Ese viernes 28 de marzo, Mayra ya estaba completamente decidida, realmente no había marcha atrás. Empacó un pijama, un buzo viejo y tres calzones. Era lo necesario según le había contado Laura. Se hospedarían en un hotel en el centro de Lima, tomaría las pastillas, expulsaría al feto y regresaría al día siguiente a su casa. La relación que Mayra tenía con su madre era otro de los alicientes para evitar tener a su hija, que según la ecografía que Sandra luego recogiera, estaba en buen estado de salud. Para Mayra defraudar las esperanzas de su mamá iba a ser mucho más doloroso que su aborto, teniendo en cuenta que era la única hija y recordando además los sacrificios que hizo para que ella pudiera estudiar. Por eso le mintió, no le aguantó la vergüenza para hacerlo de frente así que le dejó una nota, dónde escribió que se iba de viaje el fin de semana con unas amigas, apuntó el celular de Laura al lado derecho y firmó con líneas temblorosas su nombre.

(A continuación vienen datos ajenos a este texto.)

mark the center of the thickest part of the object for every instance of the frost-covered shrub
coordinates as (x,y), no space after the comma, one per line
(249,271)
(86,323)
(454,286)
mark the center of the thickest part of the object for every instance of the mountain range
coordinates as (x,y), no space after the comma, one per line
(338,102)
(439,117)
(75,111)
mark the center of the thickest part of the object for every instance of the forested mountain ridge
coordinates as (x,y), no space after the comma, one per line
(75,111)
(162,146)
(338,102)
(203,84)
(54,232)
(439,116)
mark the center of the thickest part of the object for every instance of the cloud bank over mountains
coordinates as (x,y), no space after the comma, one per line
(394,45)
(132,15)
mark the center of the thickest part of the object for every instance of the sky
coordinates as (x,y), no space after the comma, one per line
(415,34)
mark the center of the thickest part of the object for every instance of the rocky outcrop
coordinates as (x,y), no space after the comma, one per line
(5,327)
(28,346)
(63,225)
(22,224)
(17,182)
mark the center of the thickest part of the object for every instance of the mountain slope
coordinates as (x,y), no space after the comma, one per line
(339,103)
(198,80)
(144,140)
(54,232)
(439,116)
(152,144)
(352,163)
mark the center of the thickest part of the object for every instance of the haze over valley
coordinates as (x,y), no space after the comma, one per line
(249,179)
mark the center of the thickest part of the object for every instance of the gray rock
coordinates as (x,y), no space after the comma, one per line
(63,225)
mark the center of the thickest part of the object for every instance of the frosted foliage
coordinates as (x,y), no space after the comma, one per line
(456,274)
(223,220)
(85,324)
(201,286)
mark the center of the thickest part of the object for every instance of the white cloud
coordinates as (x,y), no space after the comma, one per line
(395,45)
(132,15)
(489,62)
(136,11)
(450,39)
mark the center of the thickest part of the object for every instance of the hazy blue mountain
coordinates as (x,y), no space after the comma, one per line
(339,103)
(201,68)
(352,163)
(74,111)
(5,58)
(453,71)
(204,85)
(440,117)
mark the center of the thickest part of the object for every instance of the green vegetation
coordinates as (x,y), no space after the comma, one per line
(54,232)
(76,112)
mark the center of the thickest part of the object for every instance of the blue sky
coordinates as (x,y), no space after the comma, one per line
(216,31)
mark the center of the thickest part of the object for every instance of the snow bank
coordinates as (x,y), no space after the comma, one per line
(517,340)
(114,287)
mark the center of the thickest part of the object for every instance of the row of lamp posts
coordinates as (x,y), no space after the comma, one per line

El hotel no tenía nombre, ni seguridad, ni mucho menos prestigio. Sólo atendía un hombre obeso que masticando un chicle pedía diez soles por cuarto. Entraron a la habitación y Laura empezó a acomodar sus maletas. De su cartera sacó las 6 pastillas de citotec, las envolvió en una bolsa plástica y las dejó sobre la mesa de noche. Eran las ocho de la noche, prendieron una radio vieja que sintonizaba sólo boleros y se recostaron a descansar. Dos horas después Laura, con un vaso con agua en una mano y el citotec en la otra, despertaba a Mayra para empezar con la dosis. Mayra tomó una pastilla y se introdujo dos por la vagina. Veinte minutos después repitió lo mismo. Por un momento intentó arrepentirse, pensó en cómo su mamá se alegraría con su hija, que seguro sería traviesa y alegre como era ella. Se introdujo el dedo en la boca para inducir el vómito pero las compresiones en el vientre ya estaban empezando. Se recostó sobre la cama y vio en el celular de Laura que eran las doce y media de la mañana, las lágrimas que corrían por su rostro se iban secando mientras se quedaba dormida. A la una el dolor ya era insoportable, pensó que moriría y no tenía miedo de eso, prefería desaparecer a cargar con la culpa de haber matado a su hija. Pretendía dormir pero no lo conseguía, los escalofríos y los calambres le recorrían el cuerpo entero. Laura la abrigaba con todo lo que encontraba y la intentaba calmar con frases que la angustia le arrancaba.

- ¿Ya quieres orinar?, le preguntó a las seis de la mañana.
- No, apenas pudo balbucear Mayra.
Dos horas después le hizo la misma pregunta y esta vez Mayra ya sentía unas ganas incontenibles de ir al baño. Entró, se sentó en el inodoro y sintió como el líquido se vaciaba entre sus piernas. De repente algo cayó con fuerza y le dolió. Nunca pudo ver más que la sangre que invadía el cuarto de baño. Fue ahí que se echó a llorar, y fue ahí cuando esa voz apareció, recordándole que alguna vez tuvo una hija, que sería igual a ella, igual de traviesa e igual de feliz.